Два брата, или Москва в 1812 году - страница 33



– О чем?

– Тогда вы узнаете.

Она замолчала. Сельмин не смел более расспрашивать.

Он откланялся и уехал.

Глава VI

Возвратимся, однако же, к нашему герою. Он проводил самую счастливую жизнь. Все его любили, ласкали, все находили в нем самые приятные качества. Пустынник, при всей своей строгости, не стеснял его, требуя только, чтобы Саша отдавал ему отчет в каждом происшествии, в каждом ощущении. И это не трудно было для Саши. Он так привык к этой обязанности, что без исполнения ее он бы не знал, кому все рассказывать и поверять. Конечно, у него был Егор, домашний друг его и дядька, но тот только выслушивал рассказы Саши, а сам редко пускался в разговоры, тогда как пустынник руководил всеми мыслями и поступками своего приемыша.

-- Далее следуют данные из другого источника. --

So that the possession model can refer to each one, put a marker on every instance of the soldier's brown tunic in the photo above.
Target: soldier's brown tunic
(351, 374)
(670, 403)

Саша по-прежнему продолжал ходить почти ежедневно к Леоновым, но наставления, данные ему дядею, произвели некоторую перемену в обращении его с Мариею. До тех пор был он с нею весел, смел и говорлив. Теперь он чувствовал какое-то непостижимое смущение, когда сидел близ нее или прикасался к ней нечаянно.

Веселость и говорливость его оставались те же, но ни поступки его, ни даже мысли не имели первоначальной смелости. И, что всего страннее, это расположение распространилось даже и на обращение его с молодым Леоновым. Он с ним также старался избегать всякой вольности.

Разумеется, Николай смеялся над ним, называл его красною девушкою, однако, приучась уважать привычки и правила Саши, потому что они происходили из самого чистого источника, он сообразовался с его странностями.

Университетский курс Саши шел отлично. Он уже вступил в него с такими познаниями, что для окончания наук очень мало было нужно времени. Он посвятил себя философскому факультету и удивил всех своими успехами. Время текло быстро, и приближался уже срок выпуска. Все студенты наперерыв желали занять хорошие места.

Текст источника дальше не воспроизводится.